Michiko Kakutani in The New York Times:
A horrifying act stood at the center of Toni Morrison’s 1987 masterwork, “Beloved”: a runaway slave, caught in her effort to escape, cuts the throat of her baby daughter with a handsaw, determined to spare the girl the fate she herself has suffered as a slave. A similarly indelible act stands at the center of Ms. Morrison’s remarkable new novella, “A Mercy,” a small, plangent gem of a story that is, at once, a kind of prelude to “Beloved” and a variation on that earlier book’s exploration of the personal costs of slavery — a system that moves men and women and children around “like checkers” and casts a looming shadow over both parental and romantic love.
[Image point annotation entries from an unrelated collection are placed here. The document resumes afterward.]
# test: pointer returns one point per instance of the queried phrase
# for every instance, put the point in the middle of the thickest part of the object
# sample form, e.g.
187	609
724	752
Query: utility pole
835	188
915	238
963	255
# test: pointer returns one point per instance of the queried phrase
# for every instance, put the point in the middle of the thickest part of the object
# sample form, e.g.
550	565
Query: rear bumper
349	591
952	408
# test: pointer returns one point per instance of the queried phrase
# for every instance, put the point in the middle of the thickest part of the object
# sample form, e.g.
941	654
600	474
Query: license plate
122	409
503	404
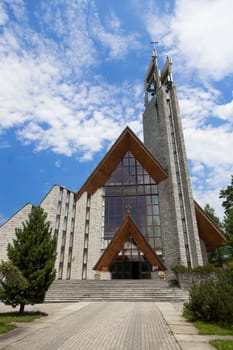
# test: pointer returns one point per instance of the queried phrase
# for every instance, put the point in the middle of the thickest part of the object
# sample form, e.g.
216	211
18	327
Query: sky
72	74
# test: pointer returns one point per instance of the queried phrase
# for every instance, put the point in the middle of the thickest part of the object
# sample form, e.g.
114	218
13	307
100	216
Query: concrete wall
7	230
163	136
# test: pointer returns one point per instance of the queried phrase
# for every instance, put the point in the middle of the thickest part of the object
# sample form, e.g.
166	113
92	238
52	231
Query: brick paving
94	326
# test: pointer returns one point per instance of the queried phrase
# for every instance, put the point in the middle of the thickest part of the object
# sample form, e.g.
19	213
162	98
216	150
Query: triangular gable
127	141
127	229
208	231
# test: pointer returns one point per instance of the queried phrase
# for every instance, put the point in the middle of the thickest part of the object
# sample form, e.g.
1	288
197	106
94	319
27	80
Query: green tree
227	196
33	252
215	256
12	284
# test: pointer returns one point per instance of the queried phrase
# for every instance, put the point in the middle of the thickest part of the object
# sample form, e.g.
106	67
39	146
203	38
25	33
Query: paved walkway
106	326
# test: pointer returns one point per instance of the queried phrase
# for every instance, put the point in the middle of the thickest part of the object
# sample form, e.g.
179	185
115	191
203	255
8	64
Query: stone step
131	290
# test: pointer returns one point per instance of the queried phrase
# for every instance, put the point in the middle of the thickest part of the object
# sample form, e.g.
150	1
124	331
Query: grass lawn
7	319
222	344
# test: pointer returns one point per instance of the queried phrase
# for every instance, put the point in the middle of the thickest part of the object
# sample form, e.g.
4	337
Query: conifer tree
33	252
227	195
215	256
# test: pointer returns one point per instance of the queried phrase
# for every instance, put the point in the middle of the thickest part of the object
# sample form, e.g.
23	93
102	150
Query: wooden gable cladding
126	230
127	141
208	231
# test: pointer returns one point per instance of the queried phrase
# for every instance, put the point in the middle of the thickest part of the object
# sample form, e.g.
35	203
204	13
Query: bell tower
163	136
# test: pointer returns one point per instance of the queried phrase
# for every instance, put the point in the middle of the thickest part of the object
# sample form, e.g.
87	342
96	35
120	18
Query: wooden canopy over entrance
127	141
126	230
208	231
Set some 200 years before “Beloved,” “A Mercy” conjures up the beautiful, untamed, lawless world that was America in the 17th century with the same sort of lyrical, verdant prose that distinguished that earlier novel. Gone are the didactic language and schematic architecture that hobbled the author’s 1998 novel, “Paradise”; gone are the cartoonish characters that marred her 2003 novel, “Love.” Instead Ms. Morrison has rediscovered an urgent, poetic voice that enables her to move back and forth with immediacy and ease between the worlds of history and myth, between ordinary daily life and the realm of fable.
All the central characters in this story are orphans, cast off by their parents or swept away from their families by acts of God or nature or human cruelty — literal or figurative exiles susceptible to the centrifugal forces of history.